Click any generated name to see its step-by-step token selection with top-5 probabilities at each position.

Project Structure

in-microgpt/
├── model/
│   ├── data/
│   │   └── in_name.txt                    # Dataset: 1,609 Hindi names (one per line)
│   ├── checkpoints/
│   │   └── in_model.pkl                   # Trained model checkpoint (gitignored)
│   ├── in_main.py                         # Training script + autograd engine + inference
│   └── scripts/
│       └── export_training_trace.py       # Re-trains while recording loss at each step
│
├── app/
│   ├── public/
│   │   ├── data/
│   │   │   ├── in_embedding_snapshot.json # Model weights for browser inference (~118KB)
│   │   │   ├── in_training_trace.json     # Step-by-step training data for visualization
│   │   │   └── in_name.txt               # Dataset copy for frontend name cloud
│   │   └── favicon.svg                   # Bauhaus geometric favicon
│   ├── src/
│   │   ├── components/
│   │   │   ├── FloatingShapes.jsx        # Background geometric decorations
│   │   │   ├── HeroSection.jsx           # Landing section with stats
│   │   │   ├── NameCloudSection.jsx      # Ch.01 — Floating name cloud
│   │   │   ├── TokenizationSection.jsx   # Ch.02 — NFD tokenization demo
│   │   │   ├── EmbeddingSection.jsx      # Ch.03 — Embedding vector explorer
│   │   │   ├── AttentionSection.jsx      # Ch.04 — Full attention pipeline
│   │   │   ├── LossGradientSection.jsx   # Ch.05 — Loss & gradient visualization
│   │   │   ├── TrainingSection.jsx       # Ch.06 — Training loss replay
│   │   │   ├── GeneratorSection.jsx      # Ch.07 — Name generator with temperature
│   │   │   ├── HowItWorksSection.jsx     # 4-step overview
│   │   │   ├── ArchitectureSection.jsx   # Model architecture diagram
│   │   │   └── FooterSection.jsx         # Credits and links
│   │   ├── gptInference.js              # Browser-side GPT forward pass
│   │   ├── App.jsx                      # Main app with lazy loading
│   │   ├── main.jsx                     # React entry point
│   │   └── index.css                    # Bauhaus design tokens & utilities
│   ├── index.html                       # Entry HTML with OG meta tags
│   ├── vercel.json                      # Security headers (CSP, X-Frame-Options, etc.)
│   ├── vite.config.js
│   └── package.json
│
├── .github/
│   └── workflows/
│       └── ci.yml                       # GitHub Actions: build verification
├── .coderabbit.yaml                     # CodeRabbit auto-review config
├── BLOG_POST.md                         # Ready-to-publish blog post
└── README.md

Run Locally

Prerequisites

Python 3.8+ (for training — no pip packages needed)
Node.js 18+ (for frontend)

Train the model (optional — weights are already exported)

cd model
python3 in_main.py

This will:

Load the dataset from data/in_name.txt
Build the 57-token NFD vocabulary
Initialize a random Transformer (~5,400 parameters)
Train for 1,000 steps (~30 seconds)
Export weights to app/public/data/in_embedding_snapshot.json
Generate 20 sample names to verify the model works

Export training trace (optional)

cd model
python3 scripts/export_training_trace.py

Re-trains from scratch while recording loss, learning rate, and parameter snapshots at each step.
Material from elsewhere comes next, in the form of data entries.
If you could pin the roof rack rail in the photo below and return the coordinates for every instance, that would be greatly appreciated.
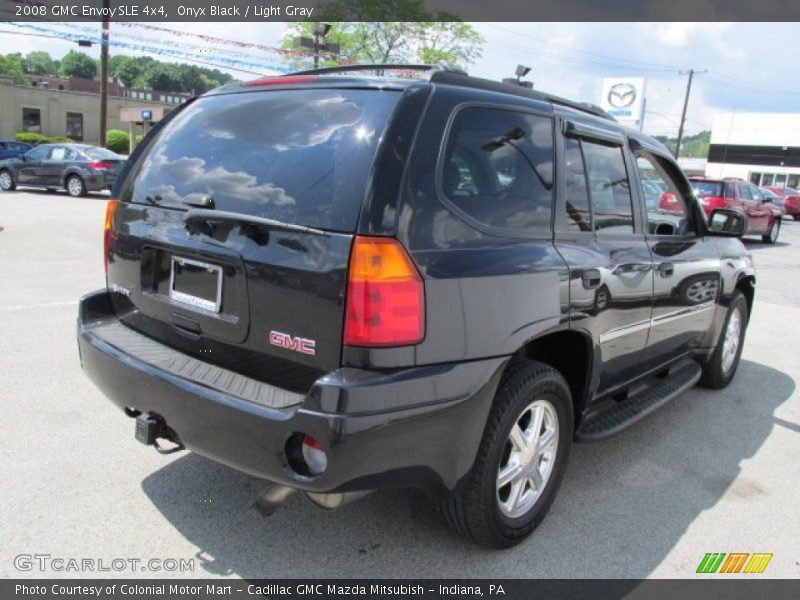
(462, 79)
(380, 67)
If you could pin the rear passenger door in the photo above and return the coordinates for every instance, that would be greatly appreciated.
(599, 235)
(686, 266)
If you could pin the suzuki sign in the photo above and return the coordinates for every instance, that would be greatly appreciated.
(624, 99)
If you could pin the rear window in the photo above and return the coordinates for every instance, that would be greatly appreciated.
(298, 156)
(100, 153)
(707, 188)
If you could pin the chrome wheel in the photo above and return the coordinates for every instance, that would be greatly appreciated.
(6, 181)
(730, 344)
(528, 459)
(75, 186)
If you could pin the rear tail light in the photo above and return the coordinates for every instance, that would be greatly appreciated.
(385, 295)
(108, 231)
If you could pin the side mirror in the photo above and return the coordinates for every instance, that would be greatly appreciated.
(727, 223)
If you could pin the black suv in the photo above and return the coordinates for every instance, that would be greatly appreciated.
(340, 283)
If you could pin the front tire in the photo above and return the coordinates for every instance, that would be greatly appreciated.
(719, 371)
(75, 186)
(7, 183)
(772, 235)
(521, 459)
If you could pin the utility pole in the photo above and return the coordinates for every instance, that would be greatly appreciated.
(104, 74)
(691, 74)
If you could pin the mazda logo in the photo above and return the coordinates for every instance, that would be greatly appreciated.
(621, 95)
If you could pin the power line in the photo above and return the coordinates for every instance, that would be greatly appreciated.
(691, 74)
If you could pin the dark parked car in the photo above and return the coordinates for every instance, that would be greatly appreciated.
(78, 168)
(344, 283)
(10, 149)
(763, 218)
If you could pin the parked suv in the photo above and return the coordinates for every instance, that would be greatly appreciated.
(340, 283)
(763, 217)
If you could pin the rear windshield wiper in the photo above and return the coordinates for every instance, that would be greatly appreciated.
(201, 200)
(215, 216)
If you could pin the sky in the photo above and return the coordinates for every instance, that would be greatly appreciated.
(748, 66)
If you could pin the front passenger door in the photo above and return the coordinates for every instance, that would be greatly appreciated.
(29, 170)
(599, 237)
(686, 266)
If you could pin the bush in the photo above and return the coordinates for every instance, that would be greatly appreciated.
(33, 138)
(117, 141)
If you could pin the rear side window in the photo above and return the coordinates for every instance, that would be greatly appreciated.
(498, 169)
(298, 156)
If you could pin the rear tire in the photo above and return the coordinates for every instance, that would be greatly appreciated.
(7, 183)
(521, 459)
(719, 371)
(75, 186)
(772, 235)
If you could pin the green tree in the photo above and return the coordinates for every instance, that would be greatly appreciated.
(125, 68)
(394, 31)
(78, 64)
(164, 77)
(11, 66)
(39, 63)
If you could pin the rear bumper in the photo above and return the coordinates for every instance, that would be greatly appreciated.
(416, 427)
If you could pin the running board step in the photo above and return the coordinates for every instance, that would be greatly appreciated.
(617, 417)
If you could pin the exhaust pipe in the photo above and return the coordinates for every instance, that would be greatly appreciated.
(272, 498)
(333, 501)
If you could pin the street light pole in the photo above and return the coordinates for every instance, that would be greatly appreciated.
(104, 74)
(691, 74)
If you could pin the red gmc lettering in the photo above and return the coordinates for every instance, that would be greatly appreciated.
(297, 344)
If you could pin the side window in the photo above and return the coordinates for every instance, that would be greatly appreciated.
(498, 168)
(579, 216)
(744, 192)
(58, 153)
(667, 210)
(609, 188)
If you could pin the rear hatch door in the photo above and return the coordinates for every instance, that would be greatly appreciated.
(233, 234)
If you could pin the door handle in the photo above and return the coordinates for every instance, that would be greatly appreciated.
(666, 270)
(590, 278)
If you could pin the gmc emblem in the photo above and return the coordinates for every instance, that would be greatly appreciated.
(284, 340)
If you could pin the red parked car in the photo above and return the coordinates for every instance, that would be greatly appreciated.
(791, 200)
(763, 217)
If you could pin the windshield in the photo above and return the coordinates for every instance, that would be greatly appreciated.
(298, 156)
(707, 188)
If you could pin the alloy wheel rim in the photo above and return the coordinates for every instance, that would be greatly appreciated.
(528, 459)
(730, 344)
(75, 186)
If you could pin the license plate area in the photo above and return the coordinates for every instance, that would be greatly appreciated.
(195, 283)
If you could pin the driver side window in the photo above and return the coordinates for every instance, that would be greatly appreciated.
(667, 211)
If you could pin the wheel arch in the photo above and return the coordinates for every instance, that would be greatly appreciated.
(571, 353)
Exports to app/public/data/in_training_trace.json for the Training Replay visualization.

Start the frontend

cd app
npm install
npx vite --port 5180

Open http://localhost:5180 in your browser.

Build for production

cd app
npx vite build

Output goes to app/dist/ — a fully static site ready for any hosting provider.

Design System: Bauhaus

The UI follows the Bauhaus design philosophy — form follows function, stripped of decoration:

Token	Value	Usage
Background	`#F0F0F0`	Off-white canvas
Foreground	`#121212`	Stark black text
Red	`#D02020`	Primary accent, CTAs, loss indicators
Blue	`#1040C0`	Secondary accent, attention weights, links
Yellow	`#F0C020`	Tertiary accent, highlights, selections
Borders	4px solid `#121212`	Thick, geometric, no border-radius
Shadows	`4px 4px 0px #121212`	Hard offset, no blur
Font	Outfit (400, 500, 700, 900)	Geometric sans-serif

The aesthetic mirrors the project's philosophy: strip away the unnecessary, reveal the structure.

Tech Stack

Layer	Technology	Why
Training	Pure Python (~400 LOC)	No abstractions — every gradient computed by hand
Autograd	Custom `Value` class	Tracks computation graph for backpropagation
Optimizer	Adam (hand-implemented)	Industry standard, good convergence
Frontend	React 19 + Vite 6	Fast dev, fast builds, modern JSX
Styling	Tailwind CSS 4	Utility-first, Bauhaus design tokens
Visualizations	Canvas API + CSS	No chart libraries — all custom drawn
Inference	Vanilla JavaScript	Mirrors Python forward pass exactly
Deploy	Vercel	Auto-deploy on push to `main`
CI	GitHub Actions	Build verification on every PR
Code Review	CodeRabbit	AI-powered PR reviews

Zero ML dependencies. Zero backend. Zero API keys.

Security

The app ships with hardened HTTP headers via vercel.json:

Content-Security-Policy — restricts scripts, styles, fonts, and connections to trusted origins
X-Frame-Options: DENY — prevents clickjacking
X-Content-Type-Options: nosniff — prevents MIME sniffing
Referrer-Policy: strict-origin-when-cross-origin
Permissions-Policy — denies camera, microphone, geolocation

GitHub Actions CI runs with least-privilege permissions (contents: read only).

Contributing

Contributions are welcome! Whether it's a new Learn chapter, visualization improvement, dataset expansion, or bug fix — check out the Contributing Guide to get started.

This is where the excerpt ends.